A dor no quadril é um dos motivos mais frequentes de consulta em ortopedia e reumatologia na atualidade. Em muitos casos, ela começa de forma discreta, aparecendo apenas ao levantar de uma cadeira, caminhar por distâncias maiores ou subir escadas, e com o tempo passa a interferir em tarefas simples do cotidiano, podendo limitar a independência tanto em pessoas acima dos 40 anos quanto em indivíduos mais jovens e ativos.
O que é dor no quadril e por que esse sintoma merece atenção?
No vídeo do @Dr. Danillo Almeida, são explicadas as principais causas da dor no quadril, como diferenciar cada origem do problema e quais abordagens atuais ajudam a preservar mobilidade e independência.

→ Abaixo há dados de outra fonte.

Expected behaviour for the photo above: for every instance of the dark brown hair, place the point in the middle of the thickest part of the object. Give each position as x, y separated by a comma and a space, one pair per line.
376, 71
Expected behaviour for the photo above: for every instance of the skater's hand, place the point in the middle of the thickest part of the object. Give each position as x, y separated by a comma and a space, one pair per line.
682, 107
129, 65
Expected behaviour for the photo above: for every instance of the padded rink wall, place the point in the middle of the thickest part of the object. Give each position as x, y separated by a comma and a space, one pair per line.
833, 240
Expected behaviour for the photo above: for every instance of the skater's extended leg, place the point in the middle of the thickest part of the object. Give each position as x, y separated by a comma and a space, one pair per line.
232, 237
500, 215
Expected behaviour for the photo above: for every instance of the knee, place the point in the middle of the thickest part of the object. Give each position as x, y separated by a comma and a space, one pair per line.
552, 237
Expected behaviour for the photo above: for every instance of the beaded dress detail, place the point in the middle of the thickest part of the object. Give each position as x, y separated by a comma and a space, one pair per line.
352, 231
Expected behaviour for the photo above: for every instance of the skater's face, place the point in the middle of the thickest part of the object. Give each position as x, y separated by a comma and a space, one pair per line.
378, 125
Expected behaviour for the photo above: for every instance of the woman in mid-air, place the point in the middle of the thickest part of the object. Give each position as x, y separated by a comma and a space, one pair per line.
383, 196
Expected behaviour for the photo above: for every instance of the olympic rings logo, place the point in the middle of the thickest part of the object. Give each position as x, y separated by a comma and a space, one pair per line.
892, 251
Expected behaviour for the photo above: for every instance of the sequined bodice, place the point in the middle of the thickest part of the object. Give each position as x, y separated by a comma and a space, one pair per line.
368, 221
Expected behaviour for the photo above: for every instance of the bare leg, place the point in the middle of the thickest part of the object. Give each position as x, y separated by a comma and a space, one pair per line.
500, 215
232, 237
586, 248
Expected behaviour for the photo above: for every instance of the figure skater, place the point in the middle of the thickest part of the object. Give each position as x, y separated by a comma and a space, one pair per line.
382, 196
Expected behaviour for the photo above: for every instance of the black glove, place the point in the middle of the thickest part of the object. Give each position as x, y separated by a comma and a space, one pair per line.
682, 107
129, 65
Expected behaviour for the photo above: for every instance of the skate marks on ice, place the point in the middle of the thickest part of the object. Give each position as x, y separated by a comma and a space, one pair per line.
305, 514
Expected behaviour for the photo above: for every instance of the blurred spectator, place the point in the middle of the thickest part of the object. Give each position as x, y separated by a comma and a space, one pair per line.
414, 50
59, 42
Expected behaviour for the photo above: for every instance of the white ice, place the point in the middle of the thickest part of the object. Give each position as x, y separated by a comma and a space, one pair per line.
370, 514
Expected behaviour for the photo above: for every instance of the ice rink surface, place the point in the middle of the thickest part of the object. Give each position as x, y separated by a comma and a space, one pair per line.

A chamada dor no quadril engloba qualquer desconforto percebido na região lateral do quadril, na virilha, na parte posterior próxima aos glúteos ou que irradia para a coxa. Em alguns casos, a dor surge durante o movimento; em outros, incomoda mesmo em repouso ou durante a noite, com intensidade variável de leve a incapacitante.
Entre as queixas mais comuns estão dificuldade para cruzar as pernas, dor ao se virar na cama, rigidez ao levantar-se após ficar muito tempo sentado e sensação de “travamento” ao caminhar. Esse conjunto de sinais indica possível sobrecarga articular ou processo inflamatório em músculos, tendões ou estruturas vizinhas, exigindo investigação adequada.
Quais são as principais causas de dor no quadril?
As causas da dor no quadril são variadas, o que explica por que tratamentos baseados apenas em analgésicos e repouso muitas vezes não trazem resultado duradouro. Em muitos casos, diferentes fatores se combinam, como alterações articulares, sobrecarga mecânica e problemas vindos da coluna lombar.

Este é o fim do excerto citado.